Суд признал доказанным, что Спиридонова на московских митингах, на фабриках и заводах «публично клеветала на Советскую власть и отдельных ее представителей и искусственным подбором ничем необоснованных обвинений и фактов дискредитировала вождей рабоче-крестьянской революции, своей безответственной, преступной агитацией среди рабочих, крестьян и солдат, способствовала дезорганизации революционных сил и таким способом бессознательно помогала контрреволюции». Суд признал ее деятельность вредной, постановив, принимая во внимание «болезненно истерическое состояние обвиняемой», изолировать ее от политической деятельности на один год «посредством заключения ее в санаторий с предоставлением ей возможности здорового, физического и умственного труда».

Секретное донесение об аресте Марии Спиридоновой и обложка рукописного журнала «Заложник», издававшегося узниками Бутырки.

Постскриптум

Пропагандист «Известий» писал для непосвященной публики: «Кто-то осмелится утверждать, что «устранение» произошло грубо и резко, и что приговор жесток. Год отдыха в санатории, — это скорее суд врача, чем карателей…».

На самом деле вместо санатория Спиридонову поместили в плохо отапливаемом караульном закутке. У нее поднялась температура и были серьезные проблемы с дыханием от не махорки, которую курили курсанты. Один из них — Сергей Борисов, ставший ее тюремным «почтальоном», был выслежен и приговорен к расстрелу, который заменили отправкой на фронт. Спиридоновой становилось день от дня хуже, и когда она стала терять сознание, курсанты потребовали от начальства перевода в больницу. Потом её снова вернули в Кремль на «санаторное» лечение. Но нашелся еще один смельчак — 22-х летний чекист из рязанских крестьян Николай Малахов, осмелившийся в ночь с 1 на 2 апреля вывести Спиридонову за пределы Кремля. Сама же идея «изоляции», примененная к ней, большевикам понравилась, и спустя несколько лет появилось понятие «политизоляторы» — Верхнеуральский, Тобольский, Челябинский, Ярославский и Суздальский, под который был отведен Спасо-Евфимиев монастырь, ставшие спецтюрьмами для оппозиции.      

В следующий раз Марию Спиридонову задержат осенью 1920 года.
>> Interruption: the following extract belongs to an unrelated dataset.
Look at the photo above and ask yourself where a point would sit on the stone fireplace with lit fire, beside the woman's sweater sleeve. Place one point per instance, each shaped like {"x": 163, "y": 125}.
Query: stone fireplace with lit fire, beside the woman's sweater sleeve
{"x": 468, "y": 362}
Ее поместят под арест в Пречистенскую психиатрическую лечебницу. Это была первая ласточка будущих психиатрических преследований инакомыслящих. 

Впоследствии пламенную революционерку еще не раз отправляли в ссылку, а в 1937 году с ней решили разобраться окончательно, приговорив к 25 годам заключения. 11 сентября 1941 года вместе с другими 153 политическими заключёнными Орловской тюрьмы она была без суда и следствия расстреляна сотрудниками НКВД в Медведевском лесу под Орлом. 

А события зимы 1919 года еще не были концом многопартийности, но стали к этому прологом, создав прецеденты будущих политических репрессий, с использованием фальсификации, газетной клеветы и запугиванием творческой интеллигенции.